A la prison pour femmes de Lonay (VD), des détenues ont participé à un projet artistique imaginé par l'artiste Andrea Good. L'Espace 81 à Morges restitue cette expérience visuelle immersive menée en cellule. L'exposition est à découvrir gratuitement jusqu'au 31 janvier.

En collaboration étroite avec six détenues, l'artiste a conçu un dispositif photographique singulier. Après avoir passé 30 minutes enfermée en cellule avec chacune d'elles, elle a fait apparaître, par un jeu optique et lumineux, arbres, ciels et silhouettes extérieures dans l'espace clos de la cellule, explique un communiqué.
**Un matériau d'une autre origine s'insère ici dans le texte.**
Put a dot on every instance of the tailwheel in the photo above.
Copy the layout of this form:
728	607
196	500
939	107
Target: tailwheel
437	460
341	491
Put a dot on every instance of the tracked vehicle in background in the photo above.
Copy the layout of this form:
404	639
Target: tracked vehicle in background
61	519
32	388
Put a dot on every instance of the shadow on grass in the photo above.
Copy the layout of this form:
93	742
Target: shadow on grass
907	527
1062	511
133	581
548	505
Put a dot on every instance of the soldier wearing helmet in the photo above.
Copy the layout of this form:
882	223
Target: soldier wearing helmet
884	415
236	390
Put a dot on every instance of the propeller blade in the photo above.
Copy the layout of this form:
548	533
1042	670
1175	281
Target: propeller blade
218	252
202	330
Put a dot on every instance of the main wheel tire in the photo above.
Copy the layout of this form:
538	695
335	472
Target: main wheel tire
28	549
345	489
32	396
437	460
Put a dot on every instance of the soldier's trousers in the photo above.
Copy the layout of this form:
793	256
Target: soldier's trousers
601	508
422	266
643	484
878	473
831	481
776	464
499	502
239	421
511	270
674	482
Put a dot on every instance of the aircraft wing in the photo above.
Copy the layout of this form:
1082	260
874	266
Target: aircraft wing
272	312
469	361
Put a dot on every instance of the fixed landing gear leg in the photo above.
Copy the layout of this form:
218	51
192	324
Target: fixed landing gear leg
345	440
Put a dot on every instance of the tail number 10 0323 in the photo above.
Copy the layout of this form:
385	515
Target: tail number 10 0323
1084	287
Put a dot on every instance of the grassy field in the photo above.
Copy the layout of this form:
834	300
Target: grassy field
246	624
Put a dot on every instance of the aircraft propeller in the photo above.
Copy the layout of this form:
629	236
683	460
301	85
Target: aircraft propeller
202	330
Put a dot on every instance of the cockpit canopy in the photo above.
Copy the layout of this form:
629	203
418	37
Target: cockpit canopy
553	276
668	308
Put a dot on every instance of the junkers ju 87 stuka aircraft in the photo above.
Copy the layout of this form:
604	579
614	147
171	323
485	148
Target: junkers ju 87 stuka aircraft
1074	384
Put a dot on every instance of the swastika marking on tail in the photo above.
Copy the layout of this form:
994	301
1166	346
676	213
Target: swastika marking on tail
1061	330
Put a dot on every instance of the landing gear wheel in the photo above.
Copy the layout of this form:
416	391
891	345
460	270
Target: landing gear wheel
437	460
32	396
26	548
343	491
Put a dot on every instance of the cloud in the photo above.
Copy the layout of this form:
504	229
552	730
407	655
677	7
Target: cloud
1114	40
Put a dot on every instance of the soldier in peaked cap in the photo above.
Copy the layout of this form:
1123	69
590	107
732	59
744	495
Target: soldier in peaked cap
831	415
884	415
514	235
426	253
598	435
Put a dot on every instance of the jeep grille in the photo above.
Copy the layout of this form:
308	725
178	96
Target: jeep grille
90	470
Andrea Godd travaille depuis des années avec le sténopé, un procédé photographique ancestral qu'elle transpose dans des espaces inhabituels tels un conteneur maritime ou une salle monumentale. Son oeuvre, largement exposée en Suisse et à l'étranger, figure dans de nombreuses collections publiques et privées.

L'exposition "Camera Obscura - la cour à moi, la cour en moi" rend compte de l'expérience artistique menée en collaboration étroite avec Olivia, Helen, Lynn, Adungi, Julie et Sylvie, toutes détenues à la Tuilière. Cette démarche offre un regard sensible sur le quotidien carcéral. Le projet fait partie des lauréats des projets artistiques marquants réalisés au sein des bâtiments de l'Etat.